Für uns gibt es zum Probieren eine Platte Pata Negra vom Iberico Schwein, köstliches Maisbrot, mildes und aromatisches Olivenöl und ein leckeres Fläschchen roten „Monte Das Servas“; einem aromatischen Wein aus der Region Douro.
Alles zusammen ein feiner Einstig in die kulinarische Tour. Der Pata Negra Schinken ist so fein, dass er auf der Zunge zergeht. Aufgrund der vielen Korkeichen gibt es übrigens in Portugal mehr Iberico Schweine als in Spanien, da diese ausschließlich mit Eicheln gefüttert werden. Aus diesem Grund kaufen die spanischen Züchter entweder Eicheln als Futter ein oder kaufen direkt die Schweine in Portugal ein. Die Preise der Schinken reichen von 60€/kg bis 200€/kg; der Schinken ist aber auch wirklich jeden Cent wert.

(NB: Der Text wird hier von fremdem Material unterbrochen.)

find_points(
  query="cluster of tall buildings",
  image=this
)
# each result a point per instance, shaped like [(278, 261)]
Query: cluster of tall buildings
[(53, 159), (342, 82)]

Zum Schinken gab es ein köstlich fluffiges Maisbrot. Den Mais lässt man vor der Verarbeitung in heißem Wasser quellen; das macht das Brot schön saftig. Das Brot roch ein bisschen wie süßer Maiskuchen und hatte eine tolle kernige Kruste. Zusammen mit dem Schinken und dem Olivenöl mochte man nicht aufhören zu essen. Und das war doch erst der Beginn der Tour.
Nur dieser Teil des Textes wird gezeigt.